Today is the 50th Anniversary of the signing of the Civil Rights Act of 1964, and white Americans like Tom Brokaw are still trying to figure out "how far we have come" on matters of race in this country.
Most Americans will tell you that we have come a long way, and that the country is nothing like it was 50 years ago. Most Americans.
I am sure that quite a few Americans wish that it could go back to the way it was. All this civil rights and political correctness talk is making hard for some people to cope. (BTW, it's called political correctness for a reason: because it's the correct thing to do.) The Civil Rights Act changed the laws, but sadly, it did not change the attitudes of many in the majority population, particularly conservatives who want to conserve this particular part of America's history.
Let's not forget that conservatives were against the Civil Rights movement (even though they will try very hard to rewrite history since they were on the wrong side of it) and their leaders at the time, like Barry Goldwater, spoke out strongly against the passing of the Civil Rights Act. They are still trying to twist historical truths today, and every time you see an article written about the republican party and Civil Rights, you will find a conservative writing about the democratic party of old before white Southerners bolted for the other major political party.
“It so happens that I am in agreement with the [anti-racial segregation] objectives of the Supreme Court as stated in the Brown decision,” writes Goldwater. “I am not prepared, however, to impose that judgment of mine on the people of Mississippi or South Carolina. . . . That is their business, not mine. I believe that the problem of race relations, like all social and cultural problems, is best handled by the people directly concerned . . . [and] should not be effected by engines of national power.”
That is a stunning quote from the hero of the conservative movement. But not surprising.

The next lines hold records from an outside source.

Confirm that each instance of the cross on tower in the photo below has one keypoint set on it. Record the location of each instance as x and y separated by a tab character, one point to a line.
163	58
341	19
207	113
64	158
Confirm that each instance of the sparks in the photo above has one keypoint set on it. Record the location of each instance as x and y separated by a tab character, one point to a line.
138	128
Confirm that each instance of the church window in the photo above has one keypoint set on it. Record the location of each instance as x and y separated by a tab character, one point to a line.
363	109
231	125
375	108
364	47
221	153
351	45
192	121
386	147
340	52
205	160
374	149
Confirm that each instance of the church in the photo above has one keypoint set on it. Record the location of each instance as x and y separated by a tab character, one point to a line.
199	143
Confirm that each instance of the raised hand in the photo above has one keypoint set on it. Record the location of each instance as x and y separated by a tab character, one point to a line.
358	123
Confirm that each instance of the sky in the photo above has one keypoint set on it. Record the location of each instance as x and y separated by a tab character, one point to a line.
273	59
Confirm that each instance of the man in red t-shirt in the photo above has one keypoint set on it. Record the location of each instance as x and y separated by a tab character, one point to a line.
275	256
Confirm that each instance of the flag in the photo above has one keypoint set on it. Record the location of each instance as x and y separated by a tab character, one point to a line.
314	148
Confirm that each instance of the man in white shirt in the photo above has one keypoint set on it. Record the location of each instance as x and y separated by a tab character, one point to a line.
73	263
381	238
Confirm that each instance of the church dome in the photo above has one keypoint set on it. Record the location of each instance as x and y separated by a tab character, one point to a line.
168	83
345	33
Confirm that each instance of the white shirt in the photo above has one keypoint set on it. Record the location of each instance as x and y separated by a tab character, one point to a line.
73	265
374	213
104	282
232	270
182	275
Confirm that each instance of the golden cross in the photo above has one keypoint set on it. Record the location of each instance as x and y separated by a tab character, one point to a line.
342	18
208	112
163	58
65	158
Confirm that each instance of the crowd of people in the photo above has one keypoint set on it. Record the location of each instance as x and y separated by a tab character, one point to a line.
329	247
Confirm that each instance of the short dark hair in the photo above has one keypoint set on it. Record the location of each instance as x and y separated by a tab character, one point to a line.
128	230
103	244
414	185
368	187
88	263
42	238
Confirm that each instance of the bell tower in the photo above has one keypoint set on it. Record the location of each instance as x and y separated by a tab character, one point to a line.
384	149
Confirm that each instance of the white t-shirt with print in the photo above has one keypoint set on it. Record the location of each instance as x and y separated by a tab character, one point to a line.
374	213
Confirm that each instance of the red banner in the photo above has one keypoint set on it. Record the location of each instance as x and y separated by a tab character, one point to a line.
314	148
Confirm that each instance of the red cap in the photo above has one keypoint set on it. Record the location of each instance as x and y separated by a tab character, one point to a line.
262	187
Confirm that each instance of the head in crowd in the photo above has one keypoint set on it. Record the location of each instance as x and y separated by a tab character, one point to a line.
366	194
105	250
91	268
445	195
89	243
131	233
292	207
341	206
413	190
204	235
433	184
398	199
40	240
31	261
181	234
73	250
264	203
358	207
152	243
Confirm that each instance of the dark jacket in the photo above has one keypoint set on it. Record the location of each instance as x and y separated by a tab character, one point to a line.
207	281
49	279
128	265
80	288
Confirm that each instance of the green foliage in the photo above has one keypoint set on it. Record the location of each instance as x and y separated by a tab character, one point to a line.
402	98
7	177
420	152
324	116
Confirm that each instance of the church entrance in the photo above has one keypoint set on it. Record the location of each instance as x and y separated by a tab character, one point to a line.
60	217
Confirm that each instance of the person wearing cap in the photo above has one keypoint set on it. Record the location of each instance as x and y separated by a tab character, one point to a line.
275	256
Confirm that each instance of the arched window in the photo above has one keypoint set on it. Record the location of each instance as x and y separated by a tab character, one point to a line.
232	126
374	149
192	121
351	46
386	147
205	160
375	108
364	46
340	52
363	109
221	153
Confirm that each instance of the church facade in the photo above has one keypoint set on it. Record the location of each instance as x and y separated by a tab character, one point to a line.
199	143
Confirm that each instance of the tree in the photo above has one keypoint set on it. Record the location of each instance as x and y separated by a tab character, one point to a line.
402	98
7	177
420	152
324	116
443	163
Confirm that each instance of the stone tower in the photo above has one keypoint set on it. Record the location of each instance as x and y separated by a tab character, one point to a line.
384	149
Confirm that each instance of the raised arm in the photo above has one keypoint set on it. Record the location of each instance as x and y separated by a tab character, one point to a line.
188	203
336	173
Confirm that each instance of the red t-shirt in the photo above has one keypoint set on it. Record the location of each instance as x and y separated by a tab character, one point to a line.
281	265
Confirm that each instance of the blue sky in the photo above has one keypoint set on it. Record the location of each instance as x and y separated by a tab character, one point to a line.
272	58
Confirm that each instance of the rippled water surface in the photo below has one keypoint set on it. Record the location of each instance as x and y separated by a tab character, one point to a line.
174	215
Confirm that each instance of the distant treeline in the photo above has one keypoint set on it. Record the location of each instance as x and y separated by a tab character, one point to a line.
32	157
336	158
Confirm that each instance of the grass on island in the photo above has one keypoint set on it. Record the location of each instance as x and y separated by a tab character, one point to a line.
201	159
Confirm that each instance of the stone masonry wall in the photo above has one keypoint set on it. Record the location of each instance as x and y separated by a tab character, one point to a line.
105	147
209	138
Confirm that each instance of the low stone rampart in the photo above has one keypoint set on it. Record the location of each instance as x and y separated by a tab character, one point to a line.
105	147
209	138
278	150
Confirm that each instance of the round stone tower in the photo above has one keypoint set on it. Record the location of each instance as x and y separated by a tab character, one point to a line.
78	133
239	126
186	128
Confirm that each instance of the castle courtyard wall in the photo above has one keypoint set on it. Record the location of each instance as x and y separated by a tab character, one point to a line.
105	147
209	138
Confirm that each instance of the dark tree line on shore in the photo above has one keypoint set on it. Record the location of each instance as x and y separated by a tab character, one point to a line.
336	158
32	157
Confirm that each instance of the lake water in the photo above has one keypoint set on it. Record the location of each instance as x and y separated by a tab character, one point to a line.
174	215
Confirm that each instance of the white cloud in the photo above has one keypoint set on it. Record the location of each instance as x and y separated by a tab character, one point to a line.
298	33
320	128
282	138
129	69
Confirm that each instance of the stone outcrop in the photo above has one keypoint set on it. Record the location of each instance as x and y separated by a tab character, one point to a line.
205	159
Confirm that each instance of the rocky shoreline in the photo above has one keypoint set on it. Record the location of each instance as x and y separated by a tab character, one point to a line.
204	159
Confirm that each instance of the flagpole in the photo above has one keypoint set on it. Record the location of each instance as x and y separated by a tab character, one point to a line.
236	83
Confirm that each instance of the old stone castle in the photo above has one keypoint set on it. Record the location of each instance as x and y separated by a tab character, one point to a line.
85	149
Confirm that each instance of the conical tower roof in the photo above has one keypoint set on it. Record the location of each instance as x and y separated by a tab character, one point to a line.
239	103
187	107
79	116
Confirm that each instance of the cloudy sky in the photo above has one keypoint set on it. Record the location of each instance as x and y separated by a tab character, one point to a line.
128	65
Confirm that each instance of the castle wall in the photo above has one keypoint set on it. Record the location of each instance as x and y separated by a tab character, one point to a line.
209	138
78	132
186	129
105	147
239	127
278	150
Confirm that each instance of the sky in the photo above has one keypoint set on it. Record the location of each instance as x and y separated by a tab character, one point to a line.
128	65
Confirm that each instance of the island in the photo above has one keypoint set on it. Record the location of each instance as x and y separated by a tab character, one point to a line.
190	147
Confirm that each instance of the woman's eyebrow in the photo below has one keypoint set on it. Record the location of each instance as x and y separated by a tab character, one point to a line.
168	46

Ironically, the leaders of that movement are just as backwards on matters of race and civil rights in 2014. And a quote such as that from a current conservative member of congress, or tea party representative, would not even cause us to raise an eyebrow.

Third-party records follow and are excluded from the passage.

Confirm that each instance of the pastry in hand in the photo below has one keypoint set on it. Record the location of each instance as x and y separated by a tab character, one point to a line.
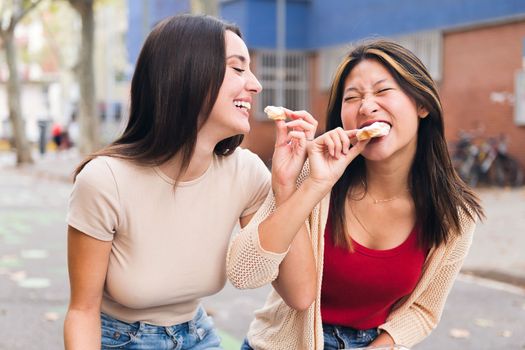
376	129
275	113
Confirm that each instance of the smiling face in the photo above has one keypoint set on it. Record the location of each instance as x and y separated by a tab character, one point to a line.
230	113
372	94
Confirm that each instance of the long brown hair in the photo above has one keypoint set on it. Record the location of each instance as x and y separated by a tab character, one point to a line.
439	194
176	81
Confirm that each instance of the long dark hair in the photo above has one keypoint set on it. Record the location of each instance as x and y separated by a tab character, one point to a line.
439	194
176	81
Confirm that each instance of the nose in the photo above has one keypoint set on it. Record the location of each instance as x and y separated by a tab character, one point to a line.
253	84
368	106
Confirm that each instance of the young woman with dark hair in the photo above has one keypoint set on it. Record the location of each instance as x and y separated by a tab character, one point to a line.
394	221
150	216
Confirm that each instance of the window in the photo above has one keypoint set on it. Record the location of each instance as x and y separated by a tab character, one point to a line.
427	46
295	85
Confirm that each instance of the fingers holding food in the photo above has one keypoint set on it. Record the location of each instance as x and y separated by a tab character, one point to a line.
376	129
275	113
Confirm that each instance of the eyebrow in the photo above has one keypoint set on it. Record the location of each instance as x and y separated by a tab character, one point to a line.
351	88
239	57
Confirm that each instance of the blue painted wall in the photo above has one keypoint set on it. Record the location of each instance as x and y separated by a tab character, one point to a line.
257	20
338	21
319	23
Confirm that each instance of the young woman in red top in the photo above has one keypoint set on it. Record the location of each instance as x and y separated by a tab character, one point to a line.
399	222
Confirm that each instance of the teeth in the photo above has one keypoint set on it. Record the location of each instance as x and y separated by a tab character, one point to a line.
242	104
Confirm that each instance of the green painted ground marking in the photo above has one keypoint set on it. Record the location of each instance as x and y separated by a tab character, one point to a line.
10	261
229	342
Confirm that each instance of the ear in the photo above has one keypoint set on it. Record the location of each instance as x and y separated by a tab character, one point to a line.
422	112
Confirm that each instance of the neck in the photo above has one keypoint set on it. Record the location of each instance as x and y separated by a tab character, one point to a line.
387	180
199	162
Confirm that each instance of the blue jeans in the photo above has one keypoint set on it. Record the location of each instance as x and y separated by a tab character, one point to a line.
339	337
197	334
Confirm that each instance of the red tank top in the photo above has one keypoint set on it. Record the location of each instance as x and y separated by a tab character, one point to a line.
360	287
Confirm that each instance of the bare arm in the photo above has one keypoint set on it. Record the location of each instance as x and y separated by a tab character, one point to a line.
87	263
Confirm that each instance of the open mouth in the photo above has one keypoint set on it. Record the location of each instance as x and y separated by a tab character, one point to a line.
242	105
370	122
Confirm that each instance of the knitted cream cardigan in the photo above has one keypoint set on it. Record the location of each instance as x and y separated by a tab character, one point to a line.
278	327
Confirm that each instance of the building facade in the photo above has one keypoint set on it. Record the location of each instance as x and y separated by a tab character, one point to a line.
473	49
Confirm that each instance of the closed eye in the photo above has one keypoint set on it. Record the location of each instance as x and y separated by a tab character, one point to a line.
384	90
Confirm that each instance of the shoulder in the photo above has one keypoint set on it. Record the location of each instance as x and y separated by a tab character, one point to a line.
242	160
459	244
105	169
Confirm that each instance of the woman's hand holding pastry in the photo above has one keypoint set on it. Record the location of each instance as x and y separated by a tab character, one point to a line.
330	154
290	150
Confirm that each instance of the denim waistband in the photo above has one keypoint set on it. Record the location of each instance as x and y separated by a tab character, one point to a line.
144	327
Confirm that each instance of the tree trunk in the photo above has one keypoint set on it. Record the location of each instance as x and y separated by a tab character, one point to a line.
88	116
23	149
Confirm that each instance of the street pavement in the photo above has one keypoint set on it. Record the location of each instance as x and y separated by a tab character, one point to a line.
486	308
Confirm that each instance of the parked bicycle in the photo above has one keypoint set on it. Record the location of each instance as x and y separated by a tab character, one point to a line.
486	161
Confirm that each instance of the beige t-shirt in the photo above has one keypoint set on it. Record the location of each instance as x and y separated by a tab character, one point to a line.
169	246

Finally, since we are speaking about conservatives, I want to talk about the black conservative sister who had her face painted white on a billboard, recently.
This was not cool. The sister should have a right to declare her political allegiance to whatever party she chooses.
"Glo Smith, an African-American Republican challenger for the House of Representatives, has been subjected to the unfortunate trend in which there are racist attacks on African-American Republicans. The Florida Republican candidate has had her campaign sign vandalized with white paint over her face. The incident occurred last week in her district.
Her district is overwhelmingly comprised of Democratic voters via details of the area’s voter registration. According to the National Review publication on Monday, this vandalistic attack on Smith is the latest in a long line of incredibly racist attacks on African-American Republicans.
Beyond the whitewashed campaign sign, Smith – whose full name is Gloreatha Scurry-Smith - has said that many of her campaign signs have also been stolen. Last Tuesday, she was told of the racist defacement of her campaign sign. The costly signage to promote her candidacy for congress stands eight feet tall and four feet wide. The sign that was destroyed was placed in a very visible location for maximum exposure. The sign was on private property along Interstate 10 in Jacksonville, Florida. In the vandalism, it is apparent that the criminal vandalized the campaign property by spray painting white over Smith’s face. The work of the vandal was carefully calculated."
What a shame. I would like to personally contribute to help get a new billboard up as soon as possible for this poor conservative black sister.
If anyone reading this knows the aforementioned Ms. Smith or anyone in her campaign, please have them reach out to me.
I will send them a check in the mail as soon as possible.